Brandis needs to decide if he is going to be a Minister for the Arts or a Minister Against the Arts. 

Thursday, March 13, 2014

Can George Brandis paint?

Let’s hope he can. Because if he gets his way there may soon be a a lot of bare gallery walls around Australia waiting for someone to fill them. In a petulant response to the recent withdrawal of the Sydney Biennale from a sponsorship deal with Transfield, Brandis, Minister for the Arts in Tony Abbott’s government, has directed the Australia Council for the Arts to find ways of financially punishing a funding recipient who "unreasonably refuse(s) private sector funding, or … terminate(s) an existing funding agreement with a private partner”.

The Minister’s dummy-spit is a reaction to the Sydney Biennale controversy when a number of high-profile Australian and international artists said they were withdrawing from the Biennale because of the sponsorship deal with Transfield, a company that has business interests in running Australia’s refugee detention camps on behalf of the Abbott government.
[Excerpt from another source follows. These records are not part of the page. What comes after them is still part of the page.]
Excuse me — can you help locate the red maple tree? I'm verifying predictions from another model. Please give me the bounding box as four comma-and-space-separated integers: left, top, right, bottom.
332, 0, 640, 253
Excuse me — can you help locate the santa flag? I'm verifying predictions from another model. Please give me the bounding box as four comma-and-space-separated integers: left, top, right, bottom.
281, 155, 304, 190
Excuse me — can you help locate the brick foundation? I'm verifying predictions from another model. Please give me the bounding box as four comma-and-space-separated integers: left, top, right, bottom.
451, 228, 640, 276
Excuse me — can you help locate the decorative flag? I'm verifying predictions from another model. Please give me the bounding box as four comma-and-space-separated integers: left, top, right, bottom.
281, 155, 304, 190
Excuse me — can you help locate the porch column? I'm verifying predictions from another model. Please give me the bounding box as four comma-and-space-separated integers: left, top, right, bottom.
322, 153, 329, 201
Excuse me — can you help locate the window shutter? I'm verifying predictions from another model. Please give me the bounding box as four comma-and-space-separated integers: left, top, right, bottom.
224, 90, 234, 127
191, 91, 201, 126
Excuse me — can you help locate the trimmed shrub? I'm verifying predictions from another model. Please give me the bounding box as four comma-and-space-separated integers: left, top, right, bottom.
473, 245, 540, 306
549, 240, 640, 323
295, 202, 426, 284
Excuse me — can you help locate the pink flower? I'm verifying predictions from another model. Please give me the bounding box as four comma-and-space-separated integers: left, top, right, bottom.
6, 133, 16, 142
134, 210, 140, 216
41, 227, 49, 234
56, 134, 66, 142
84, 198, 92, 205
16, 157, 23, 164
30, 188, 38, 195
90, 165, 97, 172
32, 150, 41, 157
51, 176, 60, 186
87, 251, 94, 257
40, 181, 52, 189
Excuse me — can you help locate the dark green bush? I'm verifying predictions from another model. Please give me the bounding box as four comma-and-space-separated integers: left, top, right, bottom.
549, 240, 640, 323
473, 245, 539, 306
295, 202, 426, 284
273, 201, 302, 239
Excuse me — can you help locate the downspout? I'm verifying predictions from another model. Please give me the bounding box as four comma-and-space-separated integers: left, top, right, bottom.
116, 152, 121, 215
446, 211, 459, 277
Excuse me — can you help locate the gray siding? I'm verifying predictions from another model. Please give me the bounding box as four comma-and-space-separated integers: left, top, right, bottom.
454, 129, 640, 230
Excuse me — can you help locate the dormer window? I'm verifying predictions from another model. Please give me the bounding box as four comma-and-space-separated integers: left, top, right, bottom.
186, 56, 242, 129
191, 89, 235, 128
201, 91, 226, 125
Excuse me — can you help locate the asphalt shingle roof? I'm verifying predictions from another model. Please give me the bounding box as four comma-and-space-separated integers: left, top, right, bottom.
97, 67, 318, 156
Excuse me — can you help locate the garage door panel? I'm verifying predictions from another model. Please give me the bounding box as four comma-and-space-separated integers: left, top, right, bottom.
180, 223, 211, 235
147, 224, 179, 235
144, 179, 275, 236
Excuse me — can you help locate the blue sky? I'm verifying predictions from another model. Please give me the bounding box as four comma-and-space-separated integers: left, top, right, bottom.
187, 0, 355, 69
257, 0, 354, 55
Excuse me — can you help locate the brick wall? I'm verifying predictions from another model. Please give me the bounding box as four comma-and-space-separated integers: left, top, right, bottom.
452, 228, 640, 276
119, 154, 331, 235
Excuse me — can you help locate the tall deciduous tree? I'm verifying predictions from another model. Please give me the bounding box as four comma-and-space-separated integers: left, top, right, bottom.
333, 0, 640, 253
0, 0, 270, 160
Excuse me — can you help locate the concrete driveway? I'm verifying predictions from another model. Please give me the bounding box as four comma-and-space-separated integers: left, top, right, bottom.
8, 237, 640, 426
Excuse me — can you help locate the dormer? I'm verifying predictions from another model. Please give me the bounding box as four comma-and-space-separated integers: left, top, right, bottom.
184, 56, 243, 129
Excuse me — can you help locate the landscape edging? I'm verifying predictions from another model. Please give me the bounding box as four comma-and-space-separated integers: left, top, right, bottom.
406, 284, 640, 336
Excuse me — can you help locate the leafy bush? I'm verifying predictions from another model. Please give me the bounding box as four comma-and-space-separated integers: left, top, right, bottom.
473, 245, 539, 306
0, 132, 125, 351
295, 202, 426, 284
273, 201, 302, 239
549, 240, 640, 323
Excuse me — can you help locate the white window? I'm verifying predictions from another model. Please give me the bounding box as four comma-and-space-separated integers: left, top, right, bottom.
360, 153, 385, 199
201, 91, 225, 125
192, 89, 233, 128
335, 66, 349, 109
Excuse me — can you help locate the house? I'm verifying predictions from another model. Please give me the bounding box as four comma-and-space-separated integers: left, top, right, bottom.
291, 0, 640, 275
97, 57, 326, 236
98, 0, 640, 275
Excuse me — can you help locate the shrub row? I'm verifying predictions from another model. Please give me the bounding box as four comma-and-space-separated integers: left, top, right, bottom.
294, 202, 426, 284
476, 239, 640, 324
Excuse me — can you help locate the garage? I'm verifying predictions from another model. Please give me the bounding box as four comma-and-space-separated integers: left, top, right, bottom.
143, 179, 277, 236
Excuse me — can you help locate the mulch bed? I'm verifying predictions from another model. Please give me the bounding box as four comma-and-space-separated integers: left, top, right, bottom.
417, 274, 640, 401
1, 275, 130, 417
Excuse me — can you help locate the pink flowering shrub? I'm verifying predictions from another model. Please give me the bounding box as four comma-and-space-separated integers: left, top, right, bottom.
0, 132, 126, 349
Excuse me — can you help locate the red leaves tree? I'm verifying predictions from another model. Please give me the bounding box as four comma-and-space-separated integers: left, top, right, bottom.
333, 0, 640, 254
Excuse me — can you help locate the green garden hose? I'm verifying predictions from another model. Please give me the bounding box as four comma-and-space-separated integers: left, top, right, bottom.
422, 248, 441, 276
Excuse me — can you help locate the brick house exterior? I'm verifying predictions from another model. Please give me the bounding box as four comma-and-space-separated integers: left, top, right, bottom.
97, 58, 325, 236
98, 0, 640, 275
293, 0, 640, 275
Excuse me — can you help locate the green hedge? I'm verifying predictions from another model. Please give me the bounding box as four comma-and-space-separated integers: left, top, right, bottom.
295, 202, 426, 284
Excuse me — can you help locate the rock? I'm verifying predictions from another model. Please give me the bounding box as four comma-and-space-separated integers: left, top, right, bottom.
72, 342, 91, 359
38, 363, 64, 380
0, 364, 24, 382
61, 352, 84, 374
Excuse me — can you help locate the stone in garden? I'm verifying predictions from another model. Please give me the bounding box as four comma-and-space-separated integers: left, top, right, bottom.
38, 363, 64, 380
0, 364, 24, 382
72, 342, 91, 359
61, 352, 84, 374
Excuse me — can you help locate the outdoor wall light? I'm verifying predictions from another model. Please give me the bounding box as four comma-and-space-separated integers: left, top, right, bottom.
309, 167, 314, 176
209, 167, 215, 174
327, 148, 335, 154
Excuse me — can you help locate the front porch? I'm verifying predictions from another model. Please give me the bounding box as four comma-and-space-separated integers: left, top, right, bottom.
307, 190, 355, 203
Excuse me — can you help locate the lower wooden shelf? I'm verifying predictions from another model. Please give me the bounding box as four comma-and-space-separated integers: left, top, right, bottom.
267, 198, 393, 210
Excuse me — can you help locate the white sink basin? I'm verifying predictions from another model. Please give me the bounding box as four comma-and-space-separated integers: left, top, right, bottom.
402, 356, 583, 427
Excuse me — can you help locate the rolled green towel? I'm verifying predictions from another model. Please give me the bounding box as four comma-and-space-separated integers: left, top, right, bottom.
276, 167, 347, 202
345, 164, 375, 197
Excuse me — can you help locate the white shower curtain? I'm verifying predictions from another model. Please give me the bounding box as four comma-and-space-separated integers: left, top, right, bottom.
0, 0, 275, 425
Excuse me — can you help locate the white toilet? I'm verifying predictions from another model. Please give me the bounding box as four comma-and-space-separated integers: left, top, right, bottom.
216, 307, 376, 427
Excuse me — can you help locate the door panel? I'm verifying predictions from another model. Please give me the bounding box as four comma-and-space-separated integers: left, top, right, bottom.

So if the Australia Council now introduces a requirement for its funded companies and projects to accept private sponsorship irrelevant of the ethical concerns of artists, we may soon see events such as the Sydney Biennale taking place with seriously curtailed artist roll calls. Many contemporary artists hold their political and ethical views quite strongly. There are few who ascribe to Brandis’ art-for-art’s sake worldview. And let’s be honest, most high-profile international artists do not need the Sydney Biennale (or similar Australian arts events) as much as it needs them. A 2016 Sydney Biennale with installation work by George Brandis as the main attraction is probably not what many people want. Even Branids as conceptual artist is unlikely to get many punters through the doors.